Técnico que virou artista
São Paulo, 1986. Mecatrônica, design, live-cinema, cenografia, direção técnica, exposições imersivas. Duas linhagens operam juntas, a artística da luz no espaço e a técnica da fabricação e dos sistemas.
São Paulo, 1986. Mecatrônica, design, live-cinema, cenografia, direção técnica, exposições imersivas. Duas linhagens operam juntas, a artística da luz no espaço e a técnica da fabricação e dos sistemas.
Nascido em São Paulo, 1986. Meus avós vieram da Polônia e da Romênia em 1933, judeus fugidos do nazismo. Meu pai me ensinou que emancipação é pelo fazer. Testar a ideia na matéria antes de afirmar que ela é boa.
Estudei Mecatrônica no COTUCA (Unicamp, 2002–04) e Design na FAU-USP (2007–14). Meu TCC, LUZCIDADE, traçou a linhagem de Moholy-Nagy a Dan Flavin e de Flavin ao meu trabalho com luz no espaço público de São Paulo. Orientação de Carlos Zibel Costa, banca com Giselle Beiguelman. Não sou artista que aprendeu tecnologia. Sou técnico que virou artista. A ordem importa.
Em 2008 ingressei no BijaRi, onde trabalhei como VJ e diretor de arte por nove anos. Live-cinema no Itaú Cultural (2008), vídeo-cenário para Ivete Sangalo no Madison Square Garden (2010), três edições do Villa Mix Goiânia com recorde no Guinness de maior palco de LED do mundo (2013–15).

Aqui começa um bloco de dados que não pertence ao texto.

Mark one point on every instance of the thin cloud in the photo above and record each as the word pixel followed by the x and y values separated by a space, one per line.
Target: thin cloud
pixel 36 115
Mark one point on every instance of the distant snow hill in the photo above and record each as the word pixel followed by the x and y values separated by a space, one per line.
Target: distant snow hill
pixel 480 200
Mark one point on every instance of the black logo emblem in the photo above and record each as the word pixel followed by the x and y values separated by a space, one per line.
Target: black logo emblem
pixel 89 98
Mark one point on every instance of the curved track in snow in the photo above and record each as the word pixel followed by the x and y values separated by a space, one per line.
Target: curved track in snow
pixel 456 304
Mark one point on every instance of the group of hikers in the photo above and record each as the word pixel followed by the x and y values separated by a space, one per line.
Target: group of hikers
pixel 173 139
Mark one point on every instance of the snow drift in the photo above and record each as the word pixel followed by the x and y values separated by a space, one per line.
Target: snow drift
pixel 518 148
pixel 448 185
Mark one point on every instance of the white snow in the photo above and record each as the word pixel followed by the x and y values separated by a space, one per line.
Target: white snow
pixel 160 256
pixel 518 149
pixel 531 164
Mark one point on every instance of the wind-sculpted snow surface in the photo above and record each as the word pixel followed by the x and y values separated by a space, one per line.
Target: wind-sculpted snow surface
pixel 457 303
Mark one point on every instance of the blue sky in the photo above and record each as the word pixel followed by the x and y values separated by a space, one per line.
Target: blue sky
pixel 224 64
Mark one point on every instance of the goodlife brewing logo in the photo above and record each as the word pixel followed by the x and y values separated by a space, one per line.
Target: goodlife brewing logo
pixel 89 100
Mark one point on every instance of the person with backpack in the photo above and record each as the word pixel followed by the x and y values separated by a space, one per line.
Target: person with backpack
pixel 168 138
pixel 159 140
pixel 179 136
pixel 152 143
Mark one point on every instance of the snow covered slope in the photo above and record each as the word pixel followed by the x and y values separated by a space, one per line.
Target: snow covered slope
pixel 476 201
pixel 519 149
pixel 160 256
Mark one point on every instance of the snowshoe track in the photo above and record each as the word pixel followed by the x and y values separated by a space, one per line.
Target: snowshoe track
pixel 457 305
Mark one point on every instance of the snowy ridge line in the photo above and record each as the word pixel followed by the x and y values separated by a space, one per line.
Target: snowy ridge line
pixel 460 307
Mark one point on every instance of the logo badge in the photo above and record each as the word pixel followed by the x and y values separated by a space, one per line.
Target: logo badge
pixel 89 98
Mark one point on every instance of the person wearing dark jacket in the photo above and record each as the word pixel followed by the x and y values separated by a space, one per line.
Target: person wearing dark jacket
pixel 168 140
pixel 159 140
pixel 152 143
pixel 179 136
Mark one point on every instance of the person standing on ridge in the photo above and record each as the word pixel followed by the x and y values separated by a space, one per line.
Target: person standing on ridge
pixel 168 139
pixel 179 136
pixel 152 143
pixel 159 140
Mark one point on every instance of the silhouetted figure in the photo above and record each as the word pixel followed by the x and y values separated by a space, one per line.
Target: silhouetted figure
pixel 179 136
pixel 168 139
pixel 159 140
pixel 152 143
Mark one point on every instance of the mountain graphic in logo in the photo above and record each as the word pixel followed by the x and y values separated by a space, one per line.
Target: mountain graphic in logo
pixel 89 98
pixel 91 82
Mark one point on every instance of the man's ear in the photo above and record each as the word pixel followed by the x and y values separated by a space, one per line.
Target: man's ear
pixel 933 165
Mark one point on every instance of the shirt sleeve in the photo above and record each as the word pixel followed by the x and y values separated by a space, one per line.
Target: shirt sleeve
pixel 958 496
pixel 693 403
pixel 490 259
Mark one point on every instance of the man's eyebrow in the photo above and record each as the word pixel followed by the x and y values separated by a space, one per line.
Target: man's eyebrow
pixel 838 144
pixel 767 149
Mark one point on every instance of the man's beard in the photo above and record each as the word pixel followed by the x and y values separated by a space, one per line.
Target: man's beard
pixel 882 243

O BijaRi me ensinou a operar em escala.
Em 2017, na GTM Cenografia, montei o Google Buttonwall no hall do Google Brasil com Wesley Lee (cerca de 7.000 botões RGB interativos) e a cenografia do YouTube Space Rio no Pier Mauá (3.000 m², descrita pelo G1 como "a mais high tech do mundo"). Em 2018, na The Force, fiz a direção técnica da exposição Dimensão, do Nonotak Studio, na Japan House São Paulo.
Em 2019 co-fundei a AYA Studio com Antonio Curti. Desde então, concebo e dirijo exposições imersivas no Farol Santander, CCBB, SESI/FIESP, Japan House e Casa Fiat. Desenho os espaços, concebo tecnicamente e artisticamente, e coordeno equipes multidisciplinares de motion designers, programadores, arquitetos e técnicos. Antonio assina a curadoria. A AYA é o sistema, e eu sou um dos motores.
Meu trabalho se sustenta em duas linhagens. Uma artística, de Moholy-Nagy a Dan Flavin, do modulador de luz e espaço à lâmpada fluorescente como medium. Outra técnica, que vem da mecatrônica e da fabricação digital. As obras nascem do cruzamento dessas forças. Revelar o invisível é o que persiste, do Córrego das Almas soterrado em 2012 às redes micorrízicas da Floresta Utópica em 2025.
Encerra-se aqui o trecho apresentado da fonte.